After two years of trying and failing, her boyfriend breaks up with her. To win him back, Monique teams up with straight-laced church girl Sasha–who is surprisingly knowledgeable about Monique’s condition–as well as Reggie, the misunderstood bad boy who always makes a ruckus at church, and together they embark upon a top-secret search for the cure.

While on their quest, Monique discovers the value of a true friend and the wonders of a love that accepts her for who she is. Despite everyone’s opinions about her virtue, she learns to live for herself, inspiring us all to reclaim our bodies and unapologetically love ourselves.

This book was an absolute delight to read. When I started the book, I wasn’t too sure about it as the mum and boyfriend seemed to be just awful, like your classic mean mum and manipulative boyfriend. I was worried that I wouldn’t be able to get past that. I needn’t have worried as by 8% I was hooked and I realised that first impressions of some of the characters were not accurate.

I absolutely loved Monique and how much she grew as a character. I really liked Sasha and totally understood her character and she felt super relatable. Reggie was silly and fun and I think 17 year old me would have wanted to be his friend. I loved the friendship story and it felt so authentic and was really supportive and sweet.
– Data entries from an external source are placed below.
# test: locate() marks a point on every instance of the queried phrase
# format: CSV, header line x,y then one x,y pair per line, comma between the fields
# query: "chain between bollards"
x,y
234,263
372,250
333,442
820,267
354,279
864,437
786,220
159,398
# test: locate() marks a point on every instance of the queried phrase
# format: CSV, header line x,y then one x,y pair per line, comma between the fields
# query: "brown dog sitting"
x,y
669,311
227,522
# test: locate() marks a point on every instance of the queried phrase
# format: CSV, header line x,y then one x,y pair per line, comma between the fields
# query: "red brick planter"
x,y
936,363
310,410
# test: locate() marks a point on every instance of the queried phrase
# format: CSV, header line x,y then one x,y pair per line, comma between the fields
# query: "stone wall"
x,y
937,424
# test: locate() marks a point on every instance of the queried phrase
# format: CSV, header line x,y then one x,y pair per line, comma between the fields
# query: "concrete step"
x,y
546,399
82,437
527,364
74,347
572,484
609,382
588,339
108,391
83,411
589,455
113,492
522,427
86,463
The amount of strong female representation in this book made me just so happy! Monique’s mum didn’t make a good first impression on me but by the middle/last third of the book I was cheering her on. I also absolutely adored Monique’s auntie and Reggie’s mum, it was so nice having their friendship along with the teenage friendship.

I got so annoyed during this book as some of the actions of the characters were so terrible yet were so realistic. I was enraged by Monique’s father. Monique’s (ex) boyfriend was a sleazy sleazebag and I could see that straight away. I think that’s the perk of being an adult reading Young Adult, I can see situations with my adult eyes when I know 100% I fell for some ridiculous lines in my teens (and 20s).

This book covered some very serious topics and raised awareness of a condition that affects many people who don’t even realise that it is a thing. I genuinely think that this book could change lives. I think that the way that this book discussed sex was really healthy. This is a book that I would definitely encourage my step kids to read when they’re a little older as it was a really good story about attitude towards sex and knowing your own body.

I received this book from NetGalley in exchange for an honest review. I really enjoyed reading this book and will be looking out for more books by this author as I lived their characters and their writing left me feeling warm and fuzzy. I also happy cried during this book.